The center was inaugurated in June 2006 by François Loos, French Minister Delegate for Industry, as a partnership between LETI (the Electronics and Information Technologies Laboratory of CEA, the French Atomic Energy Commission) and by Grenoble Institute of Technology (Université Grenoble Alpes). The site was already home to LETI, Europe's top center for applied research in microelectronics and nanotechnology. Minatec combines a physical research campus with a network of companies, researchers, and engineering schools. It was launched to foster technology transfer, with applications in energy and communications.

The complex is home to 3,000 researchers, 1,200 students, and 600 technology transfer experts on a 20-hectare campus offering 10,000 square meters for cleanroom space. It offers a continuum that includes student technology transfer, industry, and applied research.

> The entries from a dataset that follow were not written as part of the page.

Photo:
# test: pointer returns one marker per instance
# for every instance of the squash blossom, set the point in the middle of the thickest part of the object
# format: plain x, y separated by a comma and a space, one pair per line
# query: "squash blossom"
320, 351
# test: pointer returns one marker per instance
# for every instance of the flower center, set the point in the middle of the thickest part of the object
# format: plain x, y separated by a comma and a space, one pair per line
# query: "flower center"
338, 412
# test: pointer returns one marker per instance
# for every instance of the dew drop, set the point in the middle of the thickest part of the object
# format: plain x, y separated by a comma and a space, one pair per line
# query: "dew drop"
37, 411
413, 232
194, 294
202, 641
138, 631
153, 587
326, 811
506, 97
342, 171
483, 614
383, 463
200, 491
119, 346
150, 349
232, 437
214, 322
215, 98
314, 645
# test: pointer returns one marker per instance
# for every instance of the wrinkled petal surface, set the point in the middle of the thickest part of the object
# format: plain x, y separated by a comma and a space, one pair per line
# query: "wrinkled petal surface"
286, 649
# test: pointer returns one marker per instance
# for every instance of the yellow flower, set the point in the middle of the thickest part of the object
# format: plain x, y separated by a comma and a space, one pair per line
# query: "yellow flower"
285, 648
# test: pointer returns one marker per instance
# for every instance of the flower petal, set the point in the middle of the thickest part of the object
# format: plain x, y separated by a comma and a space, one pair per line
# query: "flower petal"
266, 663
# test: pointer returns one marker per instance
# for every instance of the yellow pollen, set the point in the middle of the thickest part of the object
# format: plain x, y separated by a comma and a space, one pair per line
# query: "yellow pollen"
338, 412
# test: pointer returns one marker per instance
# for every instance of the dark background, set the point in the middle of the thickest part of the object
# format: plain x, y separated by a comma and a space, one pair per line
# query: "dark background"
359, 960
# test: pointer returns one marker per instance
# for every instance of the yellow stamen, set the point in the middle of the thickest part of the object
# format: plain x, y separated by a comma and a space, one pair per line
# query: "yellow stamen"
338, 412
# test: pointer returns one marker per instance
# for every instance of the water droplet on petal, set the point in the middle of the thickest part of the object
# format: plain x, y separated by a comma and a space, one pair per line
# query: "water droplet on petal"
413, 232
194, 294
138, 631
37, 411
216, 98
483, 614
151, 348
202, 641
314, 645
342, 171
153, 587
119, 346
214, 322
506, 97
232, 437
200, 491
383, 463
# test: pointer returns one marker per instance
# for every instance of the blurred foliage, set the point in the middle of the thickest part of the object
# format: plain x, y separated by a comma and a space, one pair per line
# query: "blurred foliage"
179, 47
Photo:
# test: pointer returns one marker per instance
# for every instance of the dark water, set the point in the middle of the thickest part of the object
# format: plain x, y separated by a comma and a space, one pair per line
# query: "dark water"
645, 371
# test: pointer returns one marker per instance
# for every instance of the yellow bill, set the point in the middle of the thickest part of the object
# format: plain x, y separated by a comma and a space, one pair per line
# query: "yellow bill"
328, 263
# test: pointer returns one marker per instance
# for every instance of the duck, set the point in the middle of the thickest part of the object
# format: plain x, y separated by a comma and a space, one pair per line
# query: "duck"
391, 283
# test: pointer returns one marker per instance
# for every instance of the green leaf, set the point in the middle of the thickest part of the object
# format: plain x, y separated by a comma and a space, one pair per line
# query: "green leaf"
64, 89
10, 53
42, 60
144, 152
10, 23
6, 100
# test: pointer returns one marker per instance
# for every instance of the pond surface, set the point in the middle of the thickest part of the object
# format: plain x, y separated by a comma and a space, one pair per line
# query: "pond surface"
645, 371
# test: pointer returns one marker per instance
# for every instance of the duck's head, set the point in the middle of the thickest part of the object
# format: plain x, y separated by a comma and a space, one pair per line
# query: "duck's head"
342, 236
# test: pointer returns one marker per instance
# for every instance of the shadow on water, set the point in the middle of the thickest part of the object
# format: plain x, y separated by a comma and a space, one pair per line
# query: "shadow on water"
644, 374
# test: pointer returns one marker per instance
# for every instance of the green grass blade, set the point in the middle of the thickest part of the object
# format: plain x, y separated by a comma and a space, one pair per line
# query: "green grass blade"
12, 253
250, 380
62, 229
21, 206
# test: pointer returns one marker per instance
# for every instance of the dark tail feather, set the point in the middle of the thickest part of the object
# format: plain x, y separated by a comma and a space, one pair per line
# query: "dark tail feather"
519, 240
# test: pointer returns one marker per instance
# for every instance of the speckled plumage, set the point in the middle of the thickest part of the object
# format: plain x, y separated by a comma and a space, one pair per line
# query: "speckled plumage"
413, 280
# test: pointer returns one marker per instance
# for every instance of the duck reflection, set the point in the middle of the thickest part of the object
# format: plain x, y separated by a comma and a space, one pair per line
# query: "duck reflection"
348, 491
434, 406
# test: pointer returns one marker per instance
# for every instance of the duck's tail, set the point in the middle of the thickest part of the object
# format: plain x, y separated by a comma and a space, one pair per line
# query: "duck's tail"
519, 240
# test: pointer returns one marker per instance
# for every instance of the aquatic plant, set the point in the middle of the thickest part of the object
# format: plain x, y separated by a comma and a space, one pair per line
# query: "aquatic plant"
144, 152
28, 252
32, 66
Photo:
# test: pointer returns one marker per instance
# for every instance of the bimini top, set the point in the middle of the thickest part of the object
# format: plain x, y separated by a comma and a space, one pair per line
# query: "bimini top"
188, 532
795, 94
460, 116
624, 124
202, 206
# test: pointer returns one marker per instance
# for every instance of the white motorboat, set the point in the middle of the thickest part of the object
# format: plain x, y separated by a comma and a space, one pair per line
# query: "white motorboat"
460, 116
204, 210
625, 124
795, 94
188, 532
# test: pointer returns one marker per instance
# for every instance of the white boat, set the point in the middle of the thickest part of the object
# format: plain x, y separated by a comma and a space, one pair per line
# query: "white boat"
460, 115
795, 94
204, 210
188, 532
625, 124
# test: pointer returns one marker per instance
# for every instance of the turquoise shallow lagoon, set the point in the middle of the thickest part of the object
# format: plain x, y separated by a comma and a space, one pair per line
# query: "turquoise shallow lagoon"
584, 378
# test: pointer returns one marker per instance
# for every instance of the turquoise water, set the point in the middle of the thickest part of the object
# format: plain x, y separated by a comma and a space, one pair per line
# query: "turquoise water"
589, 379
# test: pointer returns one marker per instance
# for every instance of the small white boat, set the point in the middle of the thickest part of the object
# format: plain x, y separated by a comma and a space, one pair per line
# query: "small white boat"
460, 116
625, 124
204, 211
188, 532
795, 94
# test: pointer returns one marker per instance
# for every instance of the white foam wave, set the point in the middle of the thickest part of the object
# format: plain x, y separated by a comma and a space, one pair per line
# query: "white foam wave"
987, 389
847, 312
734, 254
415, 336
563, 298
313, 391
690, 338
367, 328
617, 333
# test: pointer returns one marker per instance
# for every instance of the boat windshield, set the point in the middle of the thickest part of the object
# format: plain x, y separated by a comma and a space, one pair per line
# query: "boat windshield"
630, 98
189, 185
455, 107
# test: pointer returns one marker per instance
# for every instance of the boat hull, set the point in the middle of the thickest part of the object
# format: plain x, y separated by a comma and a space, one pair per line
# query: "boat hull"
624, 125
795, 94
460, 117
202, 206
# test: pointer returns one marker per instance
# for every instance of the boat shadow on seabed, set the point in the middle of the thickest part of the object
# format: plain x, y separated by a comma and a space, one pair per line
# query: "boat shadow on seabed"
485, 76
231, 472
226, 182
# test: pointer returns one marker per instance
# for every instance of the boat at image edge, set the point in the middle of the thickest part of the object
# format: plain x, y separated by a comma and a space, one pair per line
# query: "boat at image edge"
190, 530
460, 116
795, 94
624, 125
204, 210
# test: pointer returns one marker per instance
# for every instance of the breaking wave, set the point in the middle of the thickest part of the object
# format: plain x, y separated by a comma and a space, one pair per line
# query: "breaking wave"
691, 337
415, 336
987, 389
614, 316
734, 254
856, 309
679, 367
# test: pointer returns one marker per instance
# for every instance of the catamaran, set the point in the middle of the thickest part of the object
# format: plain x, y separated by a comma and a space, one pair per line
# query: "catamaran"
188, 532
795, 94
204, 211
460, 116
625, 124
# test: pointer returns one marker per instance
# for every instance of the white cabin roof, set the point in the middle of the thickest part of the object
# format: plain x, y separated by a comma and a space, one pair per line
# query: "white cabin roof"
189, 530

The Minatec campus has dedicated special-events facilities (900 m²), including a 20-person conference rooms and a 400-seat amphitheater. These spaces are available to researchers for their scientific events such as the international conference held every two years.

Minatec includes fundamental research labs like INAC and FMNT, plus a major technological research lab, Leti. MINATEC also cooperates with the INSTITUT NÉEL and RTRA, which are located nearby.

== Funding ==
Minatec represents an investment of 193.5 million euros between 2002 and 2005, mainly paid by local authorities and the CEA.